Date: 2006-11-17 01:05 pm (UTC)
From: [identity profile] likeadeuce.livejournal.com
And I like the theory lots -- and from an interpersonal/political POV, Joss does this while talking about how much he admires Morrison's work and the new life it gave to the series -- showing himself to be a gracious guy, while keeping the critiques in the text where they belong.
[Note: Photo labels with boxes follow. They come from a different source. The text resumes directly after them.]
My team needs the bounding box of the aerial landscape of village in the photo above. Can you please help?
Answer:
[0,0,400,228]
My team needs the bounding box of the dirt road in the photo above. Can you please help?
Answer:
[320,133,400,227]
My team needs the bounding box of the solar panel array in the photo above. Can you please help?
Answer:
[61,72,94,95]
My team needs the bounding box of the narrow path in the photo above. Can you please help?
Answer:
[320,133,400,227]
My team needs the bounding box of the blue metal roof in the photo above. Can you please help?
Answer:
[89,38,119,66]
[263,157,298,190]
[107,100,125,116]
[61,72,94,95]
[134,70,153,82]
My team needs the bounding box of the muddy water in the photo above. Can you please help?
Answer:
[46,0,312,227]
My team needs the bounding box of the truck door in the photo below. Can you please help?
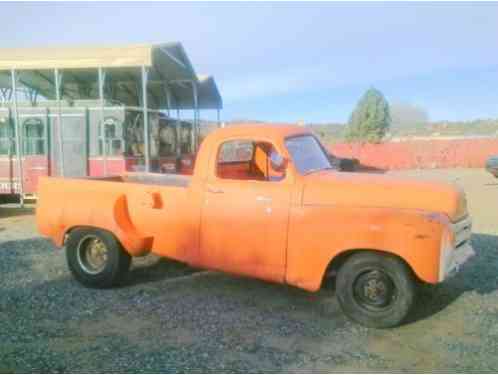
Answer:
[200,140,291,282]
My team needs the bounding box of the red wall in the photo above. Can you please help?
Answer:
[329,139,498,169]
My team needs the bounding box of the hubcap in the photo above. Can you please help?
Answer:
[77,236,107,274]
[353,270,396,310]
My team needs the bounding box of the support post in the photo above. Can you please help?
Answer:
[142,65,150,172]
[192,81,199,153]
[54,68,64,177]
[99,67,107,177]
[10,69,24,208]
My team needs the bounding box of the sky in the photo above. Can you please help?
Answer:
[0,2,498,123]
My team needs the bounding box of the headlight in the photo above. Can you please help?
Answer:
[438,228,455,282]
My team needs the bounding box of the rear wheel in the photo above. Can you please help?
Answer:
[336,252,415,328]
[66,228,131,288]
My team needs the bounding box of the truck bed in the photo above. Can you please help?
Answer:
[88,173,192,188]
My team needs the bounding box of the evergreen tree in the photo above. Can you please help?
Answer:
[345,88,391,143]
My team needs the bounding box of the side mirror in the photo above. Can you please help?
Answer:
[270,151,287,172]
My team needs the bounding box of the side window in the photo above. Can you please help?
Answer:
[99,117,124,156]
[218,141,254,163]
[216,140,285,181]
[23,118,46,155]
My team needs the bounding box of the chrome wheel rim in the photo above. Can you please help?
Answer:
[353,269,398,311]
[76,235,108,275]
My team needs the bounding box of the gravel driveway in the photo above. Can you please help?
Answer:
[0,169,498,373]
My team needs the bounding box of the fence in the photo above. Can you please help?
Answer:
[329,138,498,169]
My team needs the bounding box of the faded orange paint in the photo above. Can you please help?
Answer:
[37,125,467,291]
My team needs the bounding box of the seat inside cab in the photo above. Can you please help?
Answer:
[216,140,285,181]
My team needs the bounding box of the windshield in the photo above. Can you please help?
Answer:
[285,135,332,175]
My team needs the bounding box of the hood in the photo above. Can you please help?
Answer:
[303,171,467,221]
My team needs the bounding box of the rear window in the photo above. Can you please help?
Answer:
[218,141,254,163]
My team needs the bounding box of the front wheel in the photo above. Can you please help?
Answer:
[336,252,415,328]
[66,228,131,288]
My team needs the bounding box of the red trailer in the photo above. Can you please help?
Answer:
[0,43,222,204]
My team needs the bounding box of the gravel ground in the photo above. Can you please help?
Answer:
[0,169,498,373]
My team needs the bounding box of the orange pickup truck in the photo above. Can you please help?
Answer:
[37,125,473,327]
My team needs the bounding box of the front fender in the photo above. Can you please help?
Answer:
[286,206,446,291]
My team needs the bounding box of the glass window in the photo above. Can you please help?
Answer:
[23,117,45,155]
[0,116,15,155]
[285,135,333,175]
[218,141,254,163]
[216,140,285,182]
[99,117,123,156]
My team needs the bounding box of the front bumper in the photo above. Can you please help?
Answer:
[439,217,475,282]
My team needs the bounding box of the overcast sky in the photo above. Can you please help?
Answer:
[0,2,498,122]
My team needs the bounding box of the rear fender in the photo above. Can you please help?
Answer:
[52,193,152,256]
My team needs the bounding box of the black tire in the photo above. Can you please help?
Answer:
[66,228,131,289]
[336,252,416,328]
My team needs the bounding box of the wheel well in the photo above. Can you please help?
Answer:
[322,249,420,286]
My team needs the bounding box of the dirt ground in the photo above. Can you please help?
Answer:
[0,169,498,372]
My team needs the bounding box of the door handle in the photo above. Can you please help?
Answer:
[256,195,271,202]
[207,186,223,194]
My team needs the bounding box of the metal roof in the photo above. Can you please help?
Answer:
[0,43,223,109]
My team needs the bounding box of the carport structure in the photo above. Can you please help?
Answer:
[0,43,222,206]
A quick thought out the substance of the post. One of the things about Scott's response to Emma -- which, in a sense, is so obvious I didn't even notice it -- is that he doesn't say "I love you" -- which, I think a lot of writers would be tempted to fall back on in this situation. The majority of the speech is directed at Kitty (even while he knows or believes Emma can hear it) -- which, among other things, allows Joss-the-writer to fit in exposition in a way that fits into the scene. Then he just turns to Emma and tells her that she has a choice -- which, like the "You're Emma Frost" scene you mentioned (and the parallel scene at Benetech where Emma is flailing over the injured Scott), conveys the idea of love in a way that's pretty much unarguable. Whereas if he had said "I love you" I guarantee we'd have people arguing about whether he meant it.

Re: dammit, do I have to get a Scott/Emma icon?

Date: 2006-11-17 04:13 pm (UTC)
From: [identity profile] selenak.livejournal.com
All true. Joss does a great case of "show, not tell" when it comes to Scott's and Emma's feelings about each other.